Fonte: http://zip.net/bqtH4d
A responsabilidade, por sua vez, implica em que “[…] todo homem [deve] […] se responsabilizar pela coletividade de cidadãos. Isso significa que cada homem é responsável por seu voto e suas ações, e que ele pode ser responsabilizado” [1]. Reforçando o que foi mencionado, sabe-se que a democracia grega funcionava com base em uma população restrita, excluindo escravos, mulheres e menores de idade. A democracia atual, no entanto, sobressai-se – com algumas reservas – pela conquista do direito ao voto, independente de gênero ou classe social. Contudo, Goldhill questiona determinada inércia dos cidadãos modernos, bem como o desagrado com a estrutura democrática vigente.

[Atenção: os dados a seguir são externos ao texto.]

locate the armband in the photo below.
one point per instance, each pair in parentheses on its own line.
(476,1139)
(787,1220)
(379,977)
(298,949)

Críticas ao modelo democrático
Para explicar os caminhos que a democracia atual tomou, o autor citado propõe uma análise das críticas a tal sistema, principalmente aquelas feitas por Platão. Suas influências a democracia moderna residem principalmente em proposições quanto a especialização necessária para se atuar em determinado cargo, incluindo os políticos. Platão criticava a não exigência de preparo técnico e intelectual dos governantes, bem como alegava a incapacidade dos cidadãos para decidir acerca de temas políticos.

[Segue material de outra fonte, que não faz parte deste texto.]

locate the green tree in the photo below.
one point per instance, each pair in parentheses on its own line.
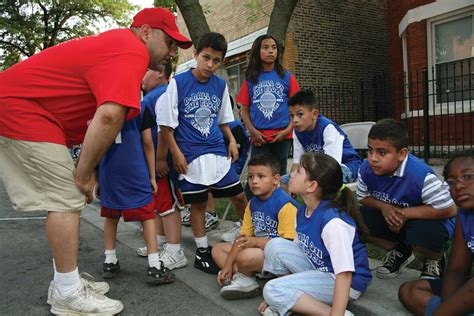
(27,27)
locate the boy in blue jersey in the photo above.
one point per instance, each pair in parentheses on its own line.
(404,204)
(314,132)
(127,183)
(193,116)
(270,213)
(451,295)
(168,198)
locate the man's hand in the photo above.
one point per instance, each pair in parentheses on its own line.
(258,139)
(179,163)
(162,169)
(85,184)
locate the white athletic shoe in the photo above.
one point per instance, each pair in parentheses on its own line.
(240,287)
(83,301)
(173,260)
(232,233)
(88,280)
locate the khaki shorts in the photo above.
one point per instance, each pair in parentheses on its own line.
(38,176)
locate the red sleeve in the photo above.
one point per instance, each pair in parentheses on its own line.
(118,80)
(243,97)
(294,86)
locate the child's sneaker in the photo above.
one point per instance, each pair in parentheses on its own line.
(394,261)
(83,301)
(160,276)
(186,217)
(173,260)
(203,261)
(241,287)
(88,281)
(211,221)
(110,270)
(143,251)
(433,268)
(232,233)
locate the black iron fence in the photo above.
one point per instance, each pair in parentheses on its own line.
(436,105)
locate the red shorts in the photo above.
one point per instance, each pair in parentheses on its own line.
(139,214)
(168,197)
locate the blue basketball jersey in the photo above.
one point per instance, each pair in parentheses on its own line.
(466,218)
(405,191)
(123,172)
(269,100)
(198,132)
(313,141)
(265,212)
(309,229)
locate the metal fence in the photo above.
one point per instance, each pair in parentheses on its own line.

A oposição de Platão “[…] à democracia em nome da lei e da ordem continua a prover uma autoridade intelectual fundamental para governos totalitários (e democracias nervosas)”. Para o filósofo, a democracia ateniense aproximava-se da anarquia, enquanto Esparta, conhecida por um sistema social e leis rigorosas, era o modelo ideal de governo fundamentado na “ordem social” [1].

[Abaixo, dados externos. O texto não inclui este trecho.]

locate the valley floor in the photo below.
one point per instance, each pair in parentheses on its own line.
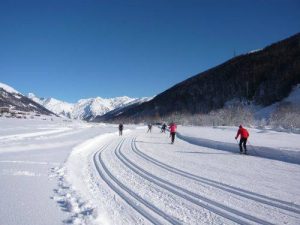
(77,173)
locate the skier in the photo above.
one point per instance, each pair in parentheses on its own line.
(149,128)
(120,129)
(244,136)
(163,128)
(173,128)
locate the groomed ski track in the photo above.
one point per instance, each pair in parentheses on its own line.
(152,183)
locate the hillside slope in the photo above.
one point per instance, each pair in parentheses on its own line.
(262,77)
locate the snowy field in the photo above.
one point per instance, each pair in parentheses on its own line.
(59,172)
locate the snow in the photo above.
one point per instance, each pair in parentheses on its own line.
(57,172)
(8,88)
(85,108)
(294,96)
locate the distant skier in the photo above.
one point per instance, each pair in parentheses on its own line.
(244,136)
(149,128)
(173,128)
(163,128)
(121,129)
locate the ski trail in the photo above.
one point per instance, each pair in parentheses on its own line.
(146,209)
(215,207)
(243,193)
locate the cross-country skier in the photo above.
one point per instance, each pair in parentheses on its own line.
(163,128)
(244,136)
(149,128)
(173,128)
(120,129)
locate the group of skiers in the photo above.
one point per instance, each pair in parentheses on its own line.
(242,132)
(172,128)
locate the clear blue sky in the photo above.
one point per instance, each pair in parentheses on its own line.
(72,49)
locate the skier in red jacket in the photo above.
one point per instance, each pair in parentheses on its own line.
(244,136)
(173,128)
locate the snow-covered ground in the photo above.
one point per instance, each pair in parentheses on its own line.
(58,172)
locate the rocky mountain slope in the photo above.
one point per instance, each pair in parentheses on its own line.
(15,101)
(261,78)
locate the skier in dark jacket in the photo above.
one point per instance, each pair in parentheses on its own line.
(173,128)
(244,136)
(120,129)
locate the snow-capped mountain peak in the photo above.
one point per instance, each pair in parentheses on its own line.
(86,109)
(9,88)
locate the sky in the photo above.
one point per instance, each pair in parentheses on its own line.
(74,49)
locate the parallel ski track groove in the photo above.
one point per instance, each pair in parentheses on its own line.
(243,193)
(144,213)
(208,204)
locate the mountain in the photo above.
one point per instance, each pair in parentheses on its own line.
(61,108)
(260,77)
(15,101)
(86,109)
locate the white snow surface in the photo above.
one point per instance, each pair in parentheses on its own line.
(8,88)
(58,172)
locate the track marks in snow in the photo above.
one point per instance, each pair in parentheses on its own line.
(80,212)
(201,201)
(146,209)
(224,187)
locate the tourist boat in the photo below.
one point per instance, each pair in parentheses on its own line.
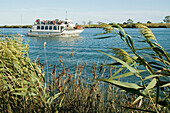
(54,28)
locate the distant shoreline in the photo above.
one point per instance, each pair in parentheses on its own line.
(133,25)
(150,25)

Soldados espartanos. Fonte: http://zip.net/bntG6J
Tratando-se de ordem social, outro filósofo aparece como influente no modelo atual de democracia. Sócrates, segundo afirma Goldhill, “[…] foi executado pela Atenas democrática, devido àquilo em que acreditava. O que ele ensinava, e como o fazia, parecia muito perigoso para ser tolerado pela sociedade”. O autor expressa a relação de Sócrates com a fragilidade do sistema democrático, no que tange ao “[…] equilíbrio entre a liberdade de expressão e as exigências da ordem social” [1].
Platão e Sócrates ainda hoje movem questões clássicas de democracia e liberdade de pensamento. De certo modo, ambos apresentam posições distintas, porém, mobilizam a reflexão já proposta anteriormente: a democracia implica em crítica, conflito entre “liberdade individual e a regulamentação da comunidade” [1] e divergência de opiniões. O percurso histórico acerca da democracia revela as potencialidades e fragilidades, tanto nos primórdios quanto atualmente. Winston Churchill afirma que “A democracia é a pior forma de governo, tirando todas as outras” [4]. Apesar de ter se expandido como uma estrutura de governo desejável, percebe-se que ela implica, inevitavelmente, em que haja constante discussão, tanto sobre suas bases quanto sobre os rumos a serem tomados.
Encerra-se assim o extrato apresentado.